A significant component of the NOW Project is its sustainable financing strategy, culminating in the NOW Trust and the Ocean Conservation Commitment initiative. This innovative approach earned Niue the Fast Company Global Award for the nature section, recognising it as a world-changing idea.

“We’re now trying to leverage national, regional, and global support to give effect to on-the-ground actions and impacts,” Pasisi emphasised. 

The initiative allows individuals and organisations worldwide to sponsor a square kilometer of the Moana Mahu Marine Protected Area. 

“We’ve had fantastic response from all over the world. We have Germany leading for some unknown reason to us yet,” Pasisi said.  

“It’s a way that people can make a meaningful contribution, and there’s equity in it because the government is for the large part covering 35 to 40 percent of that cost.”

Traditional Knowledge and Modern Science

Niue’s approach to marine conservation is deeply rooted in traditional knowledge. 

“Traditional and customary practices are passed down through the generations and are respected by the elders.” 

This foundation is crucial in integrating modern science to enhance awareness and adapt to changing ecosystems.

“Often you’ll set regulations or laws and people don’t have as much regard for them as if you were to put a traditional taboo on an area or a decision taken by the elders or church leaders will often carry a lot more respect from the local community folks,” he elaborates.

A Story of Hope and Resilience

The documentary “Protecting Paradise: The Story of Niue,” produced by National Geographic Pristine Seas, captures these efforts. 

Mags Miller, a producer of the documentary, describes it as “a love letter to the ocean and to those who are taking bold steps to safeguard their waters, their communities, and their futures.”

One memorable moment for the film crew Miller recalls was during the Alofi South Marine Day celebration. 

“Alofi South Marine Day starts very early in the morning and we had been filming with the community all day. When we arrived at the evening celebration, the community basically said ‘put down all your gear, sit with us and eat! Then you can go back to work – but we must feed you first.”

Through stunning visuals and heartfelt stories, the documentary highlights the significant impact of Niue’s marine protection efforts. 

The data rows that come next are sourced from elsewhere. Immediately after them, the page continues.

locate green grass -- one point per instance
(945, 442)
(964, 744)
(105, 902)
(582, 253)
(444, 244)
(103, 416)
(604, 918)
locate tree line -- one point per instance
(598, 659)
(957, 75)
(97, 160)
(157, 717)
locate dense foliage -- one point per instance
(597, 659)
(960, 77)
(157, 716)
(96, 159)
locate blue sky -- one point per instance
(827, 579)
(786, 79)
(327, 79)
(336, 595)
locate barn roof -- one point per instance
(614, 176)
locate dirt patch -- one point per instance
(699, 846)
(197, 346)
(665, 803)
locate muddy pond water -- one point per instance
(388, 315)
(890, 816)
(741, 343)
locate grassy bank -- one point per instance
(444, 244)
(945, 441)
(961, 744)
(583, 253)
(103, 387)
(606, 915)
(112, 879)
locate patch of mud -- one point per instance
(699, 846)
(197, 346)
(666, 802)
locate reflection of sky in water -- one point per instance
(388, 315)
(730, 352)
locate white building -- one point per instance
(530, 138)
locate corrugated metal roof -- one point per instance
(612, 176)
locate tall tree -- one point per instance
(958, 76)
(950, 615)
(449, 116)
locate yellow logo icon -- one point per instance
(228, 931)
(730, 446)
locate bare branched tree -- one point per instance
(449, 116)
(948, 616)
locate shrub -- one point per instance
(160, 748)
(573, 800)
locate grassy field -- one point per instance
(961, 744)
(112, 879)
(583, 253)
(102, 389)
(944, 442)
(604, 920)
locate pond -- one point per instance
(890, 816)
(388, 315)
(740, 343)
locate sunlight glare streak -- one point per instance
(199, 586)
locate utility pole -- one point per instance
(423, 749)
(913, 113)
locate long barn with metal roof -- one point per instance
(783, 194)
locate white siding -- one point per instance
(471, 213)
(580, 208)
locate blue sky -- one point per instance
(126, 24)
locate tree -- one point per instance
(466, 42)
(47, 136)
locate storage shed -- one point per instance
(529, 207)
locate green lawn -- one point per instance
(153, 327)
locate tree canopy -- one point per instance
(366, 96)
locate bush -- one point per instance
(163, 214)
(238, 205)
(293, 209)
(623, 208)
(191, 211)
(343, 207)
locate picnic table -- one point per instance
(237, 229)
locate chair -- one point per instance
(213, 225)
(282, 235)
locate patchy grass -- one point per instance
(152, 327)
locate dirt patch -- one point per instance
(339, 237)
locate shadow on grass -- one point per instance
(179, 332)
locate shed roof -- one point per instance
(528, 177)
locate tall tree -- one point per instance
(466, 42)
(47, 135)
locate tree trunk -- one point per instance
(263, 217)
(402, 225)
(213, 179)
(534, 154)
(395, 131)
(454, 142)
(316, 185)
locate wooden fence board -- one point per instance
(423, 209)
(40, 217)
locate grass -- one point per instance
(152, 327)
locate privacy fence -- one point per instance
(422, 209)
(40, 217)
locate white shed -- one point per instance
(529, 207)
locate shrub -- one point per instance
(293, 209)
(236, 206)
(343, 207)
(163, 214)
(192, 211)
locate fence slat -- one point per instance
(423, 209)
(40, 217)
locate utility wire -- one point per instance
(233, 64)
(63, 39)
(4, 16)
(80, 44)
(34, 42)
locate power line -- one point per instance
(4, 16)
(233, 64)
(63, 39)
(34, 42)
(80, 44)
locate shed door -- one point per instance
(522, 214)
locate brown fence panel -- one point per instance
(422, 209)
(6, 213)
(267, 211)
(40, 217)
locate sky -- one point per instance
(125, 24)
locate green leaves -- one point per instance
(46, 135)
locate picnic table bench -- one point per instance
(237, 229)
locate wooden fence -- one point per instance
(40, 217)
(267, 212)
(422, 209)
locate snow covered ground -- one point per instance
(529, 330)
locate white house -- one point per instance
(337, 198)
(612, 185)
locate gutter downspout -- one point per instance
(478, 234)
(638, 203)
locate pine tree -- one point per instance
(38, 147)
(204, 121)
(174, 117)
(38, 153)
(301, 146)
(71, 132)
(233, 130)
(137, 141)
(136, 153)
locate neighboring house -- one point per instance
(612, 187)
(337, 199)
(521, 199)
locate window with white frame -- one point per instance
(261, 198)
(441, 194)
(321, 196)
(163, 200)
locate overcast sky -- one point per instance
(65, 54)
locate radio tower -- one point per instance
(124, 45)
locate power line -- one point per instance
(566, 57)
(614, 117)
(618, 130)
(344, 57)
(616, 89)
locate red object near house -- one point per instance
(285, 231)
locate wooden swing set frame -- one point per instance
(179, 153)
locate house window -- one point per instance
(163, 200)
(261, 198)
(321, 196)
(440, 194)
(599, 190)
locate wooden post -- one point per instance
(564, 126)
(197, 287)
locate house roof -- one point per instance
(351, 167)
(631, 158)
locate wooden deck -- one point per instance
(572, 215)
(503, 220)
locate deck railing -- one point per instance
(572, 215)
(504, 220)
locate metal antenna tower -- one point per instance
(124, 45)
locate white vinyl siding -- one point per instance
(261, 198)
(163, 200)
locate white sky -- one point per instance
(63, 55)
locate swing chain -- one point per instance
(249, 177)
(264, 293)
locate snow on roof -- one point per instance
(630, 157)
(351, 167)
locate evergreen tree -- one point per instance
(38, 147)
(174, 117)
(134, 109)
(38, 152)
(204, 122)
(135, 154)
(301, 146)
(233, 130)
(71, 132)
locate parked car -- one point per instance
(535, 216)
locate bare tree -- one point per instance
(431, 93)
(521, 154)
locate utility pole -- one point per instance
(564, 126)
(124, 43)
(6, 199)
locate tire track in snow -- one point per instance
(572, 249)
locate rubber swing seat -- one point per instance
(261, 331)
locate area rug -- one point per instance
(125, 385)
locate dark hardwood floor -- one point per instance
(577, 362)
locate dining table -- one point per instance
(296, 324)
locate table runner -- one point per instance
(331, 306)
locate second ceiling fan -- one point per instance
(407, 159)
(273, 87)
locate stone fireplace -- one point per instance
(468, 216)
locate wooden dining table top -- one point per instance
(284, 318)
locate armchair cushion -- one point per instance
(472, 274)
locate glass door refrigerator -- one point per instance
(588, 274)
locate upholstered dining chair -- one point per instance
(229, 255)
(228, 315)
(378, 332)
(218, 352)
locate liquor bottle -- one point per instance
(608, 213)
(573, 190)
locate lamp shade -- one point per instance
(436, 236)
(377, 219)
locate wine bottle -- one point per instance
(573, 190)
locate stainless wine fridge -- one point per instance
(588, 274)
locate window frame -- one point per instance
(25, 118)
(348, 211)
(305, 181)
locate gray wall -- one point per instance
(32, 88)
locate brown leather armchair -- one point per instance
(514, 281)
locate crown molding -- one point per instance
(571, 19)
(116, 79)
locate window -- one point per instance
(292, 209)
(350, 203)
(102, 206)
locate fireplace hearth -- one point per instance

Miller hopes the film will inspire global ocean conservation, “We hope that the documentary will serve as an inspiration for other nations, their leaders, and coastal communities to feel empowered to make changes.”

Facing Climate Change Head-On

Niue’s efforts are particularly crucial in the face of climate change. The island nation is on the front line of its impacts, driving home the need for proactive planning and resilience. 

“We recognise that we have little influence over climate change, but we’re on the front line of the impacts. We have to plan ahead and build resilience into the way we manage our ocean for our own survival,” Pasisi explains.

Niue’s holistic approach includes training local operators in sustainable ecotourism, moving towards eco-friendly products, and engaging the community in ocean protection.

“It’s about training local operators involved in sustainable ecotourism to make visitors aware, for them to adopt safe practices, not throwing away plastic bottles, plastics and moving to more eco-friendly products and containers.”

The Global Impact

“Protecting Paradise: The Story of Niue” is not just a documentary; it is a call to action. 

“It demonstrates how even the smallest nations can lead the way in ocean conservation, providing a beacon of hope in an often dark landscape,” Miller said.

The film’s release during Ocean Month underscores the urgency and importance of protecting our oceans.

Pasisi reflects on the global significance of Niue’s efforts, “We hope that outreach will enhance the fundraising efforts that we have to equitably share the cost of Niue maintaining and protecting this place in its pristine condition for everybody, for the global community, as well as the Niuean’s themselves.”

As Niue continues its conservation journey, it stands as a testament to the power of traditional knowledge, modern science, and community-driven efforts. 

Through the NOW Project and the Moana Mahu MPA, Niue is making significant strides in safeguarding its marine environment, proving that size is no barrier to making a global impact.